In a complex path with lots of branching this would be outrageously inefficient. It would sometimes take multiple cycles of 23x23 sniffs just to move on from one square to the prior square. It might have to backtrack over some branches a number of time and as the number of times it goes over them goes up it will start doing more and more complete sets of 23X23 sniffs. It would be good at finding branches, but it would horrible at dealing with squares where there was no branch.

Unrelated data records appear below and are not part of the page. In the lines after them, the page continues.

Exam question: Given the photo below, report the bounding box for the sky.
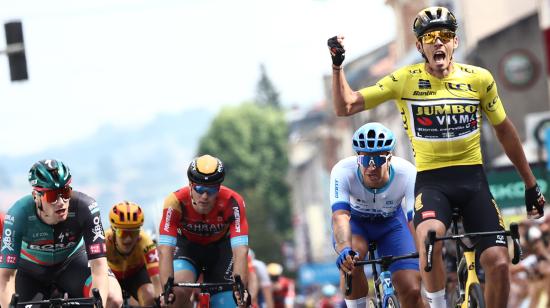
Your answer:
[0,0,395,156]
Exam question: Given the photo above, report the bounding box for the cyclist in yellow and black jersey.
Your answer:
[328,7,546,307]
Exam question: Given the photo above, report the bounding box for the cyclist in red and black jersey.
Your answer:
[158,155,248,307]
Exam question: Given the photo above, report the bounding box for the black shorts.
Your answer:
[174,236,233,293]
[15,249,91,302]
[118,265,152,299]
[414,165,508,255]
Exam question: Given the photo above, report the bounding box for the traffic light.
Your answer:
[4,21,29,81]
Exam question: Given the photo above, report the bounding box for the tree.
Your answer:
[198,103,292,261]
[256,64,281,109]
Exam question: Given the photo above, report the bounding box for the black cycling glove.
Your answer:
[233,289,252,307]
[327,36,346,66]
[525,184,546,217]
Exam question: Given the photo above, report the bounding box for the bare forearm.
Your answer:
[332,211,351,251]
[90,258,109,307]
[151,275,162,297]
[158,245,174,286]
[495,118,536,187]
[0,269,16,307]
[262,286,275,308]
[332,68,364,116]
[233,245,248,285]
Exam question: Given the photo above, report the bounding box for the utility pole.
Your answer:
[0,21,29,81]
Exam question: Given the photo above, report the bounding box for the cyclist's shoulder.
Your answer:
[331,155,357,174]
[138,230,156,248]
[391,156,416,173]
[218,185,243,202]
[454,62,493,82]
[453,62,491,75]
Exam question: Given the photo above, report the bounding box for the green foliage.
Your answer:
[256,64,281,109]
[198,103,292,261]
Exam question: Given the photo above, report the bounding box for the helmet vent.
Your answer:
[426,11,433,19]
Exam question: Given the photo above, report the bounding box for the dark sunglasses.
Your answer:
[37,186,73,203]
[192,185,220,196]
[113,228,141,238]
[420,30,456,44]
[357,154,391,168]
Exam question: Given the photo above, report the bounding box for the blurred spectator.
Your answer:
[248,249,273,308]
[508,218,550,308]
[317,284,343,308]
[267,263,296,308]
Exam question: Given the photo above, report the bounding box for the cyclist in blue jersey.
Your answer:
[0,159,122,307]
[330,122,424,307]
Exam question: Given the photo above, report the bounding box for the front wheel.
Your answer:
[386,294,401,308]
[368,298,382,308]
[468,283,485,308]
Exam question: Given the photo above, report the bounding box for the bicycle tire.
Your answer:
[386,294,401,308]
[367,298,382,308]
[468,283,485,308]
[448,286,462,308]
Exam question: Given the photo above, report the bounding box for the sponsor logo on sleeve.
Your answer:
[1,229,13,251]
[4,214,15,226]
[88,201,97,212]
[6,255,17,264]
[418,79,432,89]
[487,80,495,93]
[487,95,498,112]
[89,244,101,255]
[92,216,105,242]
[422,211,435,219]
[163,207,174,232]
[147,249,159,263]
[233,206,241,233]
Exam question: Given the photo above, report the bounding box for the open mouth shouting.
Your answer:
[433,50,447,65]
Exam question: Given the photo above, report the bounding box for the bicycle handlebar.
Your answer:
[8,288,103,308]
[163,275,245,303]
[344,252,418,296]
[424,223,523,272]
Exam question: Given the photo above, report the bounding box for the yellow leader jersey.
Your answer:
[359,63,506,171]
[105,229,159,280]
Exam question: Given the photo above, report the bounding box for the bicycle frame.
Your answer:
[344,241,418,307]
[164,275,244,308]
[424,209,522,308]
[8,288,103,308]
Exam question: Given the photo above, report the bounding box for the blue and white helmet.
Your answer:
[353,122,396,153]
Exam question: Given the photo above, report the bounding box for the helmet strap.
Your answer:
[32,191,44,212]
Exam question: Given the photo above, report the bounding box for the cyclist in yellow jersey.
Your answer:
[105,201,162,306]
[328,7,546,307]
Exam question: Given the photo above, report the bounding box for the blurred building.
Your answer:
[289,0,550,265]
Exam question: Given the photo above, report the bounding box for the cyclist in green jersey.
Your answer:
[0,159,122,307]
[328,7,546,307]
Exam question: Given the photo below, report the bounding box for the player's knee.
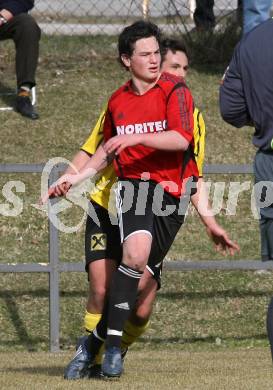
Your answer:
[132,305,152,326]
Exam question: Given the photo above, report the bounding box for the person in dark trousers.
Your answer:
[220,19,273,261]
[0,0,41,119]
[243,0,272,34]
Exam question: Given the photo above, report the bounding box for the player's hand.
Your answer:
[103,134,141,155]
[207,225,240,256]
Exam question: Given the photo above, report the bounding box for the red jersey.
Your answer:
[103,73,198,198]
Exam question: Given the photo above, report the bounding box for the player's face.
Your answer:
[161,50,189,78]
[122,37,161,82]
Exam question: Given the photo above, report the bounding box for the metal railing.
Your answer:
[0,164,273,352]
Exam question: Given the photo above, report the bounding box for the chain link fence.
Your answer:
[32,0,238,35]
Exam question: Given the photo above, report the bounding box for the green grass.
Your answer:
[0,348,273,390]
[0,37,268,356]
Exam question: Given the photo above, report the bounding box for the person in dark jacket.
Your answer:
[0,0,41,119]
[220,19,273,261]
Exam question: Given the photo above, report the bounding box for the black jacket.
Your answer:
[220,19,273,150]
[0,0,34,16]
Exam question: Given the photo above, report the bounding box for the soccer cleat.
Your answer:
[64,336,94,379]
[102,347,123,378]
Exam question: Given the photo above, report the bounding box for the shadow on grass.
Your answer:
[0,81,15,106]
[0,293,37,352]
[137,333,267,345]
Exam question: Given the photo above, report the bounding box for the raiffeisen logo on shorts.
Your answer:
[117,120,167,135]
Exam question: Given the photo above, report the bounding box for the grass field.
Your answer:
[0,37,273,389]
[0,349,273,390]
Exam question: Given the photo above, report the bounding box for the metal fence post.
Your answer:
[48,169,60,352]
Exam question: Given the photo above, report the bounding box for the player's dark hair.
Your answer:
[160,38,189,61]
[118,20,161,69]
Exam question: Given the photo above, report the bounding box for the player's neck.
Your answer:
[132,74,160,95]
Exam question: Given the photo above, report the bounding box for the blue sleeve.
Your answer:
[220,45,252,127]
[0,0,34,16]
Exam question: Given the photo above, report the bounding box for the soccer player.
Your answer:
[45,21,198,377]
[220,19,273,261]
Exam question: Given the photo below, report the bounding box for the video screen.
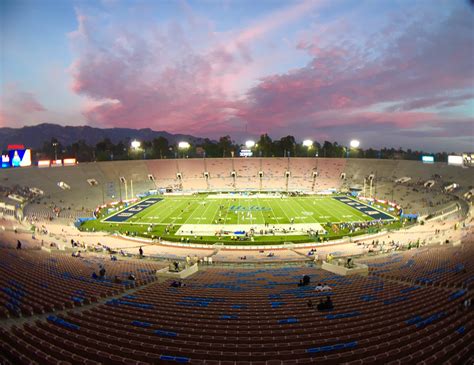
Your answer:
[6,149,31,167]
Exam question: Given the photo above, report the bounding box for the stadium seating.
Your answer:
[0,252,474,364]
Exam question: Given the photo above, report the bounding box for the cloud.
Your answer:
[0,84,46,127]
[69,1,474,150]
[242,6,474,139]
[70,1,317,133]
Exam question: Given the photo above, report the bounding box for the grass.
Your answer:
[81,194,401,244]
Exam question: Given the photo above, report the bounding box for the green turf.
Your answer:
[81,194,399,244]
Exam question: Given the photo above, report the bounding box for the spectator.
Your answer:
[317,298,324,311]
[324,296,334,309]
[321,283,332,291]
[303,275,311,286]
[314,283,323,291]
[99,266,105,279]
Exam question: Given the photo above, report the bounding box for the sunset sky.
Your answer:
[0,0,474,152]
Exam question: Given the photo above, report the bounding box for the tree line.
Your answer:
[36,134,448,162]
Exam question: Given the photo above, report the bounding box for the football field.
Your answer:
[81,193,399,244]
[102,195,393,225]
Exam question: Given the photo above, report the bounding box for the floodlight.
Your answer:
[178,142,191,150]
[350,139,360,148]
[245,140,255,148]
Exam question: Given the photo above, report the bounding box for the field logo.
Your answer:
[229,205,272,212]
[104,198,163,222]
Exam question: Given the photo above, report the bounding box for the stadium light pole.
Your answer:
[130,139,142,150]
[303,139,313,157]
[346,139,360,158]
[178,141,191,158]
[245,139,256,156]
[53,142,58,161]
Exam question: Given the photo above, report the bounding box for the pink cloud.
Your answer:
[0,85,46,127]
[67,1,474,152]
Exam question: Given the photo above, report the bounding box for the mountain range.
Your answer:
[0,123,204,151]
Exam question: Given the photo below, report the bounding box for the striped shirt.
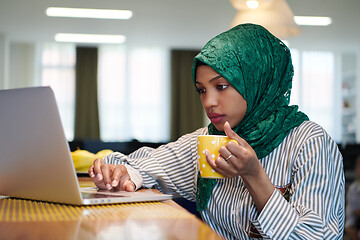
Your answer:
[104,121,345,239]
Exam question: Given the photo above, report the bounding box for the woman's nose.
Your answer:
[202,91,218,108]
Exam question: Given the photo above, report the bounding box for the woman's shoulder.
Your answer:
[282,121,337,155]
[289,121,331,140]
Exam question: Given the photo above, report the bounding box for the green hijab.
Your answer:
[193,24,308,211]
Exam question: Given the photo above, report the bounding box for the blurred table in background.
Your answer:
[0,178,220,240]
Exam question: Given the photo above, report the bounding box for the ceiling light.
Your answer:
[246,0,259,9]
[294,16,332,26]
[55,33,126,44]
[46,7,132,19]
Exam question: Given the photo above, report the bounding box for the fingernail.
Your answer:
[111,180,117,187]
[97,173,102,180]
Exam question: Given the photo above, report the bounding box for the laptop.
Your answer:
[0,87,172,205]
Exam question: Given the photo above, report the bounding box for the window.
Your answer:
[290,50,341,142]
[41,43,76,141]
[98,45,170,142]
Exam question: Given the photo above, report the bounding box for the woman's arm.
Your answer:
[250,125,345,239]
[90,128,207,200]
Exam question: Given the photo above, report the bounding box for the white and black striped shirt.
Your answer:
[104,121,345,239]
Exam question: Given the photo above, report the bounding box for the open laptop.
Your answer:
[0,87,172,205]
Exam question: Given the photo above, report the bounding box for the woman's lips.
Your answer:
[208,113,224,123]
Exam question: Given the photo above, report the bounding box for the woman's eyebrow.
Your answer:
[195,75,222,84]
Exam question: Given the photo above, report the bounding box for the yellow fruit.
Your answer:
[96,149,114,158]
[71,149,113,172]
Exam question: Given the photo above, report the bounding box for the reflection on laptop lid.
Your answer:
[0,87,171,205]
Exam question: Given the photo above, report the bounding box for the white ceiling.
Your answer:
[0,0,360,49]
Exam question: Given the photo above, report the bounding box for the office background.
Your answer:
[0,0,360,145]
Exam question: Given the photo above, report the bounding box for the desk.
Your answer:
[0,177,220,240]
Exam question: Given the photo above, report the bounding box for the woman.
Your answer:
[89,24,344,239]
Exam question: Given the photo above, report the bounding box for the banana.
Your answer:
[71,149,114,172]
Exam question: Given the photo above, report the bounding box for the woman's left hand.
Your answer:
[206,122,262,178]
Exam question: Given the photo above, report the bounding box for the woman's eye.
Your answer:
[216,84,228,90]
[196,88,205,94]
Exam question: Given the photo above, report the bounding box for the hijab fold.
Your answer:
[193,24,308,211]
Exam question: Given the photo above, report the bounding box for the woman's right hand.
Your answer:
[88,159,135,192]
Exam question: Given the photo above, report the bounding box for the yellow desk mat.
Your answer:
[0,198,194,222]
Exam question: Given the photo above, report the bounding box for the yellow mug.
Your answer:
[197,135,237,178]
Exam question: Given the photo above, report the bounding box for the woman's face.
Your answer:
[196,65,247,131]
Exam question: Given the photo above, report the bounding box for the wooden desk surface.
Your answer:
[0,177,220,240]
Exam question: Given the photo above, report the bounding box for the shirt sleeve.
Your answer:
[250,127,345,240]
[103,128,207,201]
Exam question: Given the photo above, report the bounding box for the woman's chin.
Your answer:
[213,123,224,132]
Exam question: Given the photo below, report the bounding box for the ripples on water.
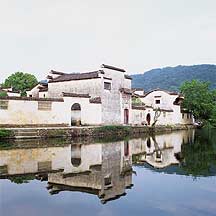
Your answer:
[0,130,216,216]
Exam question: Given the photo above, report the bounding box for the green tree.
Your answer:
[2,72,38,96]
[0,91,7,97]
[180,80,216,123]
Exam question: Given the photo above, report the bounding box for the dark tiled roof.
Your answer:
[125,74,133,80]
[7,90,20,93]
[39,88,48,92]
[63,92,90,98]
[101,64,126,72]
[89,97,101,104]
[132,88,144,91]
[144,89,180,97]
[50,70,66,75]
[119,88,133,94]
[49,71,100,83]
[132,105,146,110]
[154,108,174,112]
[0,96,64,102]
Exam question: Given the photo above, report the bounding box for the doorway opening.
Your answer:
[124,109,129,124]
[71,103,81,126]
[146,113,151,125]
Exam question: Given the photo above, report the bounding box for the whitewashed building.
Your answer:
[0,64,132,126]
[0,64,193,126]
[132,89,194,125]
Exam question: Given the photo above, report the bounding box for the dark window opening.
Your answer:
[104,176,112,186]
[104,82,111,90]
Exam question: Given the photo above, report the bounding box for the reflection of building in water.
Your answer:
[48,141,132,203]
[131,130,194,168]
[0,141,132,203]
[0,130,194,203]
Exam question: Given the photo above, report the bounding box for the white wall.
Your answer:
[0,99,67,125]
[140,90,193,125]
[0,97,101,125]
[48,78,102,98]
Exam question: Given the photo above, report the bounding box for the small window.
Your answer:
[104,82,111,90]
[0,101,8,110]
[104,176,112,186]
[38,161,52,172]
[38,101,52,111]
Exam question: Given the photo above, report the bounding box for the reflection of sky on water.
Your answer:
[0,131,216,216]
[1,167,216,216]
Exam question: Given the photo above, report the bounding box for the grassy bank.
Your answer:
[0,129,12,139]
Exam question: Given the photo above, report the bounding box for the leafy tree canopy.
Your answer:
[180,80,216,124]
[132,64,216,91]
[2,72,38,96]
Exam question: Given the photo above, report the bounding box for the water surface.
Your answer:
[0,130,216,216]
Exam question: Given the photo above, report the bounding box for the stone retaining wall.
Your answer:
[0,125,195,139]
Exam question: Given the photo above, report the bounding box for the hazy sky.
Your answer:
[0,0,216,82]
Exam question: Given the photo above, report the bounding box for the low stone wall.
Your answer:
[0,125,195,139]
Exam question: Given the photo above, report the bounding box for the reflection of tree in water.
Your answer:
[8,174,35,184]
[180,129,216,177]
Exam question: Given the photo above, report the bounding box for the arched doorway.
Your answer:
[71,145,82,167]
[71,103,81,126]
[124,141,129,157]
[124,109,129,124]
[146,113,151,125]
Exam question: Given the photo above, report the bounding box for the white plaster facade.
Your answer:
[0,65,193,126]
[132,90,194,125]
[0,65,132,126]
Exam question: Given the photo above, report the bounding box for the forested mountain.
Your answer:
[132,64,216,91]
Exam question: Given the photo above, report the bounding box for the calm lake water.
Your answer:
[0,130,216,216]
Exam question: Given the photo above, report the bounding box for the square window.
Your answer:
[104,82,111,90]
[38,101,52,111]
[0,101,8,110]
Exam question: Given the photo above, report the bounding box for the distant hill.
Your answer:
[132,64,216,91]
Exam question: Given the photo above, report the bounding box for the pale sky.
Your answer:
[0,0,216,82]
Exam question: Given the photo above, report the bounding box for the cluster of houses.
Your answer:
[0,64,193,126]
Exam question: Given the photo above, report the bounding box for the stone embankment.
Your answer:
[0,125,195,139]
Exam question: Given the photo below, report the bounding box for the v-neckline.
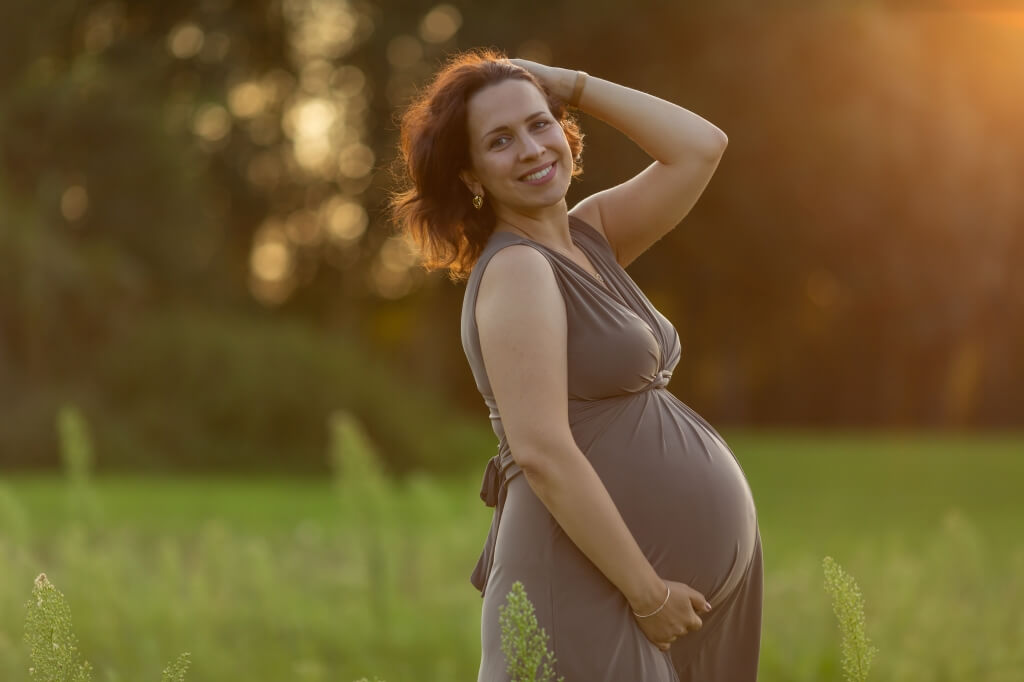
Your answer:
[498,223,666,372]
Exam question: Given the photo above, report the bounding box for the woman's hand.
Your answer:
[633,581,711,651]
[509,59,575,101]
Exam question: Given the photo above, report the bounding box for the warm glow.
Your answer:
[285,209,322,246]
[167,23,205,59]
[338,143,376,179]
[227,81,267,119]
[420,4,462,43]
[321,197,370,243]
[299,59,334,95]
[249,218,294,282]
[193,104,231,142]
[60,184,89,222]
[282,0,358,60]
[331,65,367,97]
[387,36,423,69]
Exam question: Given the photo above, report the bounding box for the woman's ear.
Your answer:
[459,170,483,195]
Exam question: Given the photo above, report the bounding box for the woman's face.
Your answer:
[462,79,572,218]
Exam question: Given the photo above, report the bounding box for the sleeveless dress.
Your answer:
[461,215,763,682]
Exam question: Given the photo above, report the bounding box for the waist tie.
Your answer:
[640,369,672,391]
[469,453,519,597]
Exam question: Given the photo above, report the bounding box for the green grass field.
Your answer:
[0,429,1024,682]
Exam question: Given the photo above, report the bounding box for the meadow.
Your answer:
[0,421,1024,682]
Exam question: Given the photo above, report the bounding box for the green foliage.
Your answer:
[161,651,191,682]
[498,581,564,682]
[25,573,190,682]
[57,404,99,522]
[822,556,878,682]
[25,573,92,682]
[0,429,1024,682]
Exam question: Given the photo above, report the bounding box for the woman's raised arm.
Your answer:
[512,59,729,267]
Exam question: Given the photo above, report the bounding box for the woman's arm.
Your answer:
[475,245,703,632]
[512,59,729,267]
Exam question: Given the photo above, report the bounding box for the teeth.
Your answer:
[523,163,555,180]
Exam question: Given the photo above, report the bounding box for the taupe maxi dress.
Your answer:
[462,215,762,682]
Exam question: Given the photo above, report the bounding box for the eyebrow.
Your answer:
[480,112,547,139]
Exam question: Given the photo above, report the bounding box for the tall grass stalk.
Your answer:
[25,573,92,682]
[329,410,394,636]
[57,404,100,524]
[25,573,189,682]
[823,556,878,682]
[498,581,565,682]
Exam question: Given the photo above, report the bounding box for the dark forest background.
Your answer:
[0,0,1024,472]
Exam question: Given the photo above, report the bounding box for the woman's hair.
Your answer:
[389,49,583,282]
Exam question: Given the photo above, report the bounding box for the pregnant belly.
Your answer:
[572,390,757,606]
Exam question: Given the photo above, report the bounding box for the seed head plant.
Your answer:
[823,556,878,682]
[25,573,189,682]
[25,573,92,682]
[498,581,565,682]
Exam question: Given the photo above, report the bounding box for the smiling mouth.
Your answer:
[519,161,556,182]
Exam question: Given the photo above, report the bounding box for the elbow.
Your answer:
[512,433,582,481]
[705,126,729,162]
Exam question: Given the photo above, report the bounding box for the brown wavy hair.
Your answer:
[388,49,583,282]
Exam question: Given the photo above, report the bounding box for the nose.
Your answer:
[519,130,544,159]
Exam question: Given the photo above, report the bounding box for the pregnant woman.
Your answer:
[392,50,762,682]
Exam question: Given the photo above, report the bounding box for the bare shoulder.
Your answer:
[477,244,558,309]
[569,195,622,263]
[475,244,572,469]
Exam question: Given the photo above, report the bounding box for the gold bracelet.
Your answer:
[568,71,590,109]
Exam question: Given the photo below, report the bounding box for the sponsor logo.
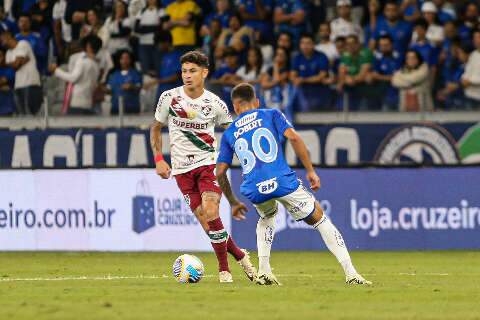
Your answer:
[374,124,460,164]
[257,178,278,194]
[235,112,258,128]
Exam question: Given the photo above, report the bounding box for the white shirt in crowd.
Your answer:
[330,18,364,43]
[137,8,165,45]
[412,24,445,46]
[315,42,339,61]
[462,50,480,101]
[236,65,267,81]
[52,0,72,42]
[102,17,132,54]
[55,52,100,109]
[5,40,40,89]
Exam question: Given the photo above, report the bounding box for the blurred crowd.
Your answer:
[0,0,480,116]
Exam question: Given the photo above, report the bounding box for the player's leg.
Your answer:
[279,186,371,284]
[255,199,280,285]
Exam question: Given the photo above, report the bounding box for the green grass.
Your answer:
[0,251,480,320]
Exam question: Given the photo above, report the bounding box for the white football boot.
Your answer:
[237,249,257,281]
[255,273,282,286]
[345,273,372,286]
[218,271,233,283]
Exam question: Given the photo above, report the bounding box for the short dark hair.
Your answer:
[82,35,103,54]
[231,82,255,102]
[180,50,209,69]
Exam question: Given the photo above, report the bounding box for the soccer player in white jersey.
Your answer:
[217,83,371,285]
[150,51,256,282]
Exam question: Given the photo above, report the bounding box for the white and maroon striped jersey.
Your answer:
[155,86,232,175]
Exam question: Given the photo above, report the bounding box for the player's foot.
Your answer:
[237,249,257,281]
[255,273,282,286]
[345,273,372,286]
[218,271,233,283]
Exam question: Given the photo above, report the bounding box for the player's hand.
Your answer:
[155,160,172,179]
[232,202,248,221]
[307,171,320,191]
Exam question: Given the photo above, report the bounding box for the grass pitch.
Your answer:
[0,251,480,320]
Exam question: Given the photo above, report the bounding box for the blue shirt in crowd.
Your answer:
[374,19,413,54]
[275,0,305,43]
[108,69,142,114]
[157,50,182,100]
[0,67,16,115]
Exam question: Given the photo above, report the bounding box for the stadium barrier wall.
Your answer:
[0,167,480,252]
[0,169,231,251]
[232,167,480,250]
[0,122,480,168]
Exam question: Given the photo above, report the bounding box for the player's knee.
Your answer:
[304,201,323,226]
[202,192,220,220]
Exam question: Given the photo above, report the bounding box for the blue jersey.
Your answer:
[217,109,300,204]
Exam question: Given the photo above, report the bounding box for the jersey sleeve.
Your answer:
[215,99,233,126]
[217,132,234,165]
[273,109,293,136]
[155,91,172,124]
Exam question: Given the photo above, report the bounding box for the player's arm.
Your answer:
[150,120,172,179]
[283,128,320,191]
[216,162,247,220]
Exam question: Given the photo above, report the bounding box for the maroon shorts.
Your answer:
[175,164,222,212]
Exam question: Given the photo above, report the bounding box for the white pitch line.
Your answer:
[0,274,313,283]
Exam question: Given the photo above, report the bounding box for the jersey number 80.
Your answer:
[235,128,278,174]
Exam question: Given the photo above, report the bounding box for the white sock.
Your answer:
[257,216,275,273]
[313,214,357,276]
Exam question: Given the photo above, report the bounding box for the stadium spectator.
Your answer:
[145,31,182,101]
[367,34,402,110]
[0,47,16,116]
[65,0,101,41]
[52,0,72,63]
[135,0,165,73]
[1,30,43,115]
[163,0,201,53]
[80,9,108,43]
[370,1,413,56]
[290,34,333,111]
[0,5,18,34]
[362,0,384,50]
[30,0,53,44]
[200,0,232,37]
[410,19,439,72]
[392,49,433,111]
[433,0,457,25]
[337,35,374,110]
[462,30,480,109]
[49,36,102,115]
[107,50,142,114]
[276,31,296,57]
[273,0,306,43]
[10,0,37,20]
[102,0,132,55]
[15,14,48,74]
[437,41,471,109]
[215,14,254,61]
[209,47,240,109]
[399,0,423,22]
[260,47,293,115]
[237,0,273,40]
[330,0,364,43]
[413,1,445,47]
[315,22,338,64]
[458,2,480,45]
[236,47,266,85]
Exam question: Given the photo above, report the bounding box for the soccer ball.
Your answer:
[173,254,205,283]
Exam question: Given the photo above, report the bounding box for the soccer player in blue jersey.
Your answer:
[217,83,371,285]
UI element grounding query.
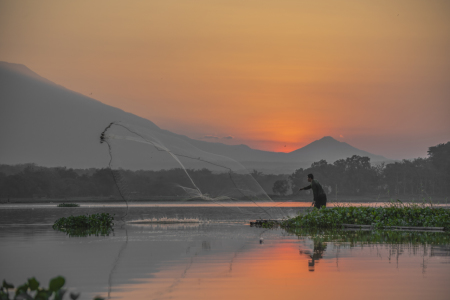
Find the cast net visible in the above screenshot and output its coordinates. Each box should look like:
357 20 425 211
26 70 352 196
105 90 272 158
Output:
100 122 287 220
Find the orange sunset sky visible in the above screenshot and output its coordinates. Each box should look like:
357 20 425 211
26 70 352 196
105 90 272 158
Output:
0 0 450 159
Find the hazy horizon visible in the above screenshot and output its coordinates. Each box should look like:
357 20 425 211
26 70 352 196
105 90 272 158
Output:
0 1 450 159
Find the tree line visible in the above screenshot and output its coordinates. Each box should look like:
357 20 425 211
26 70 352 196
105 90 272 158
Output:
0 142 450 198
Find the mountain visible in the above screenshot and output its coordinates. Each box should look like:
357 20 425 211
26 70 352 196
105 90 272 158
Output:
0 62 388 173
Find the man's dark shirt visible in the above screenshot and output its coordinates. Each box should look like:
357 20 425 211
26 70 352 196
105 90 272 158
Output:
303 179 327 208
303 179 325 201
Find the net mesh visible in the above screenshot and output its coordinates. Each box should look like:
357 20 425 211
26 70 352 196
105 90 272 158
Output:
100 122 286 220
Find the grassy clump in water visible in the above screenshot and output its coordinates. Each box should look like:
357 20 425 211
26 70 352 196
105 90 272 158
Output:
53 213 114 236
0 276 104 300
288 227 450 247
58 203 80 207
282 200 450 230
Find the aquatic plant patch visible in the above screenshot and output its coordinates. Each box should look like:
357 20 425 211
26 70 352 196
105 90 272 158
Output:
53 213 114 236
0 276 104 300
281 201 450 230
58 203 80 207
287 227 450 247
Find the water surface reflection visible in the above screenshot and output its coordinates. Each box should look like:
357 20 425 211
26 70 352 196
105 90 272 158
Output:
0 208 450 300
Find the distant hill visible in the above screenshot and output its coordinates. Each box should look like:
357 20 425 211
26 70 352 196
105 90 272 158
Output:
0 62 389 174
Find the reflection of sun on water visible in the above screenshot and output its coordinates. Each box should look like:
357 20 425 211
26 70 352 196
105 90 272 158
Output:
110 241 449 300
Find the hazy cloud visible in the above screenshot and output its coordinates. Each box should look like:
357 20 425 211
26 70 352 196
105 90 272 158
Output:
203 135 219 140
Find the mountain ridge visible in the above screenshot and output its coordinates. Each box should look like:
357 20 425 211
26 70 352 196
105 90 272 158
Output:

To tell it, in code, how to backtrack seems to me to be cheating in the context of getting it to learn. There must be some way that it could learn to deal with backtracking (branching and dead-ends) efficiently, or at least significantly more efficiently than this approach. It's an interesting mental puzzle. One direction is the 16,000 programs and the mating of the more successful ones... but that is still outside my ability to design, and even further out of my ability to implement.
I will continue to seek some way for the program to "learn" to deal with branching, dead-ends, and efficient back-tracking.